Excellent volume growth in South Africa, encouraging exports and sound cost management delivered strong results for Namibia Breweries Limited (NBL) for the year ended 30 June 2022. The impressive results are despite a decline in Namibian beer volumes.
Meanwhile, the latest figures show NBL’s net revenue increased by 14.1% to N$3.021 billion, even as Namibian beer volumes declined by 1.5% as inflationary pressure across all sectors of the domestic economy continued to stretched disposable income for consumers.
Announcing the annual results released last Friday, NBL’s Managing Director (MD) Marco Wenk said Covid-19 related restrictions between July 2021 to December 2021 further negatively impacted volumes in Namibia.
“Overall volumes for NBL increased by 12%, beer volumes in Namibia decreased by 1.5% against 2021, while volumes to South Africa increased by 60.6% compared to the prior financial year. This resulted in operating profit increasing by 8.9% to the prior year,” Wenk explained.
He added NBL’s share of associate loss from the prior financial year turned positive, as Heinekein SA was able to trade without any significant Covid-19 related restrictions, delivering N$54 million equity income for the period. The group’s board did not declare any dividend hiwever, which is in accordance with the conditions of the potential Heineken SA disposal transaction.
Wenk concluded that NBL continues to be well-positioned to meet a volatile demand curve in production volumes to SA where their Windhoek brand has significant opportunity for growth.

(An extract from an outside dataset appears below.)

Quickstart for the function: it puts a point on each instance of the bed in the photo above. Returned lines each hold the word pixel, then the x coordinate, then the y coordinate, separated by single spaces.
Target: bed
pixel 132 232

“NBL will continue to focus on further growing our brands both locally and beyond our borders while innovating into new liquids based on consumer preferences and demand. The next year will see significant investment in upgrading and expanding our production facilities to be ready for future growth and demand,” said Wenk.
At the same occasion, NBL Financial Director, Waldemar von Lieres, noted that the group’s performance for the 2022 financial year period was very encouraging despite a challenging operating environment.
He indicated that overall margin percentages were lower due to the significant increases in South Africa volumes, which affected the mix of products sold, as well as the extraordinary cost increases that have impacted businesses world-wide.
“Heineken SA volumes for the year were very encouraging, which resulted in royalties for NBL increasing by 35% to N$147 million, while the equity loss from associates turned positive, delivering N$57 million equity income for the period,” von Lieres explained.